Sampling Configuration
Configure sampling to control the volume of trace data:
const { TraceIdRatioBasedSampler } = require('@opentelemetry/sdk-trace-base')
const sdk = uptrace.configureOpentelemetry({
dsn: '<FIXME>',
serviceName: 'myservice',
// Sample 10% of traces
sampler: new TraceIdRatioBasedSampler(0.1),
})
Or use environment variables:
# Sample 50% of traces
export OTEL_TRACES_SAMPLER="traceidratio"

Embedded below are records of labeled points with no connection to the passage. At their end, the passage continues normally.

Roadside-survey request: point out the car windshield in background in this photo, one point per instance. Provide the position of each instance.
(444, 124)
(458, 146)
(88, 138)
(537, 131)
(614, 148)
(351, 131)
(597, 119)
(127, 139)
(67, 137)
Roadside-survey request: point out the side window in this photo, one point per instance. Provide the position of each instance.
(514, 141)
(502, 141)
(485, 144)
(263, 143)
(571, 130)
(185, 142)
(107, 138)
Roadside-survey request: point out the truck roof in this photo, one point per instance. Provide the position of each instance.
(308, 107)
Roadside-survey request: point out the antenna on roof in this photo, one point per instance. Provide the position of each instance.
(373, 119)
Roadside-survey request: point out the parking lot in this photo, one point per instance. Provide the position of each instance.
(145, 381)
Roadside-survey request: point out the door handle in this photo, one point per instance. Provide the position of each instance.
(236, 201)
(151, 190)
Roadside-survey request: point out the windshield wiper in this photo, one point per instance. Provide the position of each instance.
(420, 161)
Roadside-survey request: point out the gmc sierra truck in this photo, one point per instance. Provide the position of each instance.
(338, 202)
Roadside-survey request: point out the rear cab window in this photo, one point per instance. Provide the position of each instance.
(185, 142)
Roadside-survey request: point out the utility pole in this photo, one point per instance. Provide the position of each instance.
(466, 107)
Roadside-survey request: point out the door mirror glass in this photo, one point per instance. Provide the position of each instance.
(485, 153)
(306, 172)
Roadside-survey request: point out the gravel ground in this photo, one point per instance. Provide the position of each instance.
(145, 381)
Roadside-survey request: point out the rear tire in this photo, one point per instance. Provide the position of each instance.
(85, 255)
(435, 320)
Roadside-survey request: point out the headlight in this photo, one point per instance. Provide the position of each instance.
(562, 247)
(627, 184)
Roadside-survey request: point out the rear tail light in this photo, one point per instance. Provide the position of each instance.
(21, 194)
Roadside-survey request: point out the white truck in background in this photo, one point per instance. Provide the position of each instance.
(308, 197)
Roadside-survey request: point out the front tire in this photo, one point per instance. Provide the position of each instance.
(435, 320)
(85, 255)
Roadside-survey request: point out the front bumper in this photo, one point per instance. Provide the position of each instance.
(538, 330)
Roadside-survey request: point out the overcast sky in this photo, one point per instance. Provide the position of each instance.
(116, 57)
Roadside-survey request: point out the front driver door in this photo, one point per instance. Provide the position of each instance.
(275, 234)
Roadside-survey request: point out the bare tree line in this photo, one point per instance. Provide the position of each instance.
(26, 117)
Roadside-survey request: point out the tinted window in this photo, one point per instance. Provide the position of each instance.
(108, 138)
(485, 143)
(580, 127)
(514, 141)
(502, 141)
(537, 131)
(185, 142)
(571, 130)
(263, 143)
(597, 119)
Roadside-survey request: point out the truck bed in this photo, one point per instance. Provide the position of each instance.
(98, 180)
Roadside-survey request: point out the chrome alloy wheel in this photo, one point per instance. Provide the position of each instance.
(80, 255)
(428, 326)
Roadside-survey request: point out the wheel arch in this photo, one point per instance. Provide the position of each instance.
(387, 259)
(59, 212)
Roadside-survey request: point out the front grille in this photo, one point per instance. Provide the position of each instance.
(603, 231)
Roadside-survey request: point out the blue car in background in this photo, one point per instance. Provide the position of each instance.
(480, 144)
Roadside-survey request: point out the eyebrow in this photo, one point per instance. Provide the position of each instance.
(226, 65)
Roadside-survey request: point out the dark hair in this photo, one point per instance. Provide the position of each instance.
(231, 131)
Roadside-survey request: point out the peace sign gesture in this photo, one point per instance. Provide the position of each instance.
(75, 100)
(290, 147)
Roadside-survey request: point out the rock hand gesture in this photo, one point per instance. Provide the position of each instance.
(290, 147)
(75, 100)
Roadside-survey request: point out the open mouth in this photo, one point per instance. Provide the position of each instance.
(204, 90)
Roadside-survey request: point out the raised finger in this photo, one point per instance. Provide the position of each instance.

export OTEL_TRACES_SAMPLER_ARG="0.5"
Querying Data
Once your application is instrumented and sending data to Uptrace, you can query spans and logs using:
Span Search
- Service filtering: Filter traces by service name, operation name, and duration
- Attribute search: Search by custom attributes like
http.status_code
,db.statement
- Error filtering: Find traces containing errors or specific exception types
- Performance analysis: Identify slow operations and bottlenecks
Log Search
- Text search: Search logs by message content and severity level
- Trace correlation: Navigate from logs to related traces using trace IDs
- Structured logging: Query structured log attributes and metadata
- Time-based filtering: Filter logs by timestamp ranges
Advanced Querying
- SQL-like syntax: Use complex queries for data analysis and aggregation
- Custom dashboards: Create visualizations for your specific metrics
- Alerting: Set up alerts based on error rates, latency, or custom metrics
Verifying Your Setup
After configuration, your application will automatically start sending telemetry data to Uptrace. To verify the setup:
- Start your application with the new configuration
- Generate activity by making HTTP requests, database queries, or triggering your instrumented code paths
- Check the Uptrace dashboard for incoming traces within 1-2 minutes
- Review trace details to ensure spans are being created with proper attributes and timing
Troubleshooting
If OpenTelemetry is not working as expected, you can enable verbose logging to check for potential issues:
const { DiagConsoleLogger, DiagLogLevel, diag } = require('@opentelemetry/api')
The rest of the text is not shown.